There's no cure for Sanfilippo syndrome. But several symptom-specific treatments can be prescribed to elevate the affected child’s quality of life. 

There are a few possible therapeutic avenues under research that may help treat Sanfilippo syndrome in the future. One such avenue is enzyme-replacement therapy, where the child is injected with an infusion of the enzyme they can’t produce — which allows them to metabolize heparan sulfate until the next injection.

Another possible treatment is gene therapy, which provides the child with a working gene to replace the previous one. After that, their body has the ability to metabolize heptane sulfate on its own.

These procedures are still under investigation so they may not be available in the near future. In the meantime, check with a specialist if you suspect that your child has Sanfilippo syndrome symptoms.
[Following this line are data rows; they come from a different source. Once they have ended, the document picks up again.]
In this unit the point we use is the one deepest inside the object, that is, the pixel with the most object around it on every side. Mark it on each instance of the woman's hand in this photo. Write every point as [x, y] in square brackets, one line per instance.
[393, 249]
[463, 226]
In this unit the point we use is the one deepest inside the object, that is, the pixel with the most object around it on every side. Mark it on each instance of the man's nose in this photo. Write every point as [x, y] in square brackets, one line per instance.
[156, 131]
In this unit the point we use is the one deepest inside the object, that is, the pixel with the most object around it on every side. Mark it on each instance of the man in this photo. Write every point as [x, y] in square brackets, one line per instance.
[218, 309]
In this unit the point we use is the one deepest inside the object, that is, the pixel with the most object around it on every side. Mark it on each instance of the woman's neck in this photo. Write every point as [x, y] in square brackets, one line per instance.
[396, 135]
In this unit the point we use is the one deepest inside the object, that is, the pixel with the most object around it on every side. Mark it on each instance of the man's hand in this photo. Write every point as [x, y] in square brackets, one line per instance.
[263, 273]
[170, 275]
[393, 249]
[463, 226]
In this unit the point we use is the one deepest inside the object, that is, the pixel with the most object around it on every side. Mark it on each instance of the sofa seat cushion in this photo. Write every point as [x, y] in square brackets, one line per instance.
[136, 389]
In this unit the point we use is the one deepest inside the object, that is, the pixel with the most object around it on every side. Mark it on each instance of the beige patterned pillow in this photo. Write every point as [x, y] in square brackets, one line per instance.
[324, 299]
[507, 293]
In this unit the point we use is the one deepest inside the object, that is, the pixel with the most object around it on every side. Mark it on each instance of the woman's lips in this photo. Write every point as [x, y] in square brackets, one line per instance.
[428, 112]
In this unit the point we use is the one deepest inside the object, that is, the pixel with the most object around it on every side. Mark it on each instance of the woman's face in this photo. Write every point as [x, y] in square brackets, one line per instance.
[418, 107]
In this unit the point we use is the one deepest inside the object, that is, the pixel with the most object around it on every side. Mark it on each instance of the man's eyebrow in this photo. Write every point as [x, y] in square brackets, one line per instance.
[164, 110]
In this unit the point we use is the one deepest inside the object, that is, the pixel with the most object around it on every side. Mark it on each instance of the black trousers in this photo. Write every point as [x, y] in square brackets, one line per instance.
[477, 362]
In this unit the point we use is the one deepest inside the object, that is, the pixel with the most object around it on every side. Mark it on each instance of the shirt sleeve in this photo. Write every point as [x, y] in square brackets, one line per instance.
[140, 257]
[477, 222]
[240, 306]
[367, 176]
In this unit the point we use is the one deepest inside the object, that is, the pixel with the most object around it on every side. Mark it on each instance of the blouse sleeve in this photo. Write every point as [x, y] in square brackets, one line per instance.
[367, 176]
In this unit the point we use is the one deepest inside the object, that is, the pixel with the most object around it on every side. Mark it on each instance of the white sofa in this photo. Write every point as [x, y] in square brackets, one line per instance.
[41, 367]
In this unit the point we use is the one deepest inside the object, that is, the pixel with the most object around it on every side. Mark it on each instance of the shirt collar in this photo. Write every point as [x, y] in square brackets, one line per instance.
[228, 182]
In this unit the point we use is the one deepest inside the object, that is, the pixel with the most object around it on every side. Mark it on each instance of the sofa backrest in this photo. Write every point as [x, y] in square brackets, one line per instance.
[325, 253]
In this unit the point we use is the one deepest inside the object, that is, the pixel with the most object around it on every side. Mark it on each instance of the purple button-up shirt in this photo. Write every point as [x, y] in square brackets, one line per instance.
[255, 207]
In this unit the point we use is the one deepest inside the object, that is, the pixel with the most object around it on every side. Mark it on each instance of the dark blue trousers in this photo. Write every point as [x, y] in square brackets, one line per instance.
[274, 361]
Sanfilippo syndrome can’t be prevented, but you can try to minimize risks by checking your family history. Your child is at risk of getting Sanfilippo syndrome if both you and your partner carry the affected gene. Another good way of minimizing Sanfilippo syndrome risk as much as possible is to check if your newborn screening has a relevant test for it. While most don’t, there are a few private ones you can order online that include it.

If your child is diagnosed as having Sanfilippo syndrome, get in contact with a specialist as soon as you can. Specific symptoms of this disease can be treated to improve your child’s quality of life.

Yet, because it’s such a rare condition, you might find it difficult to find experts on this topic. In that case, specialized organizations like Cure Sanfilippo Foundation and Team Sanfilippo may be of great help.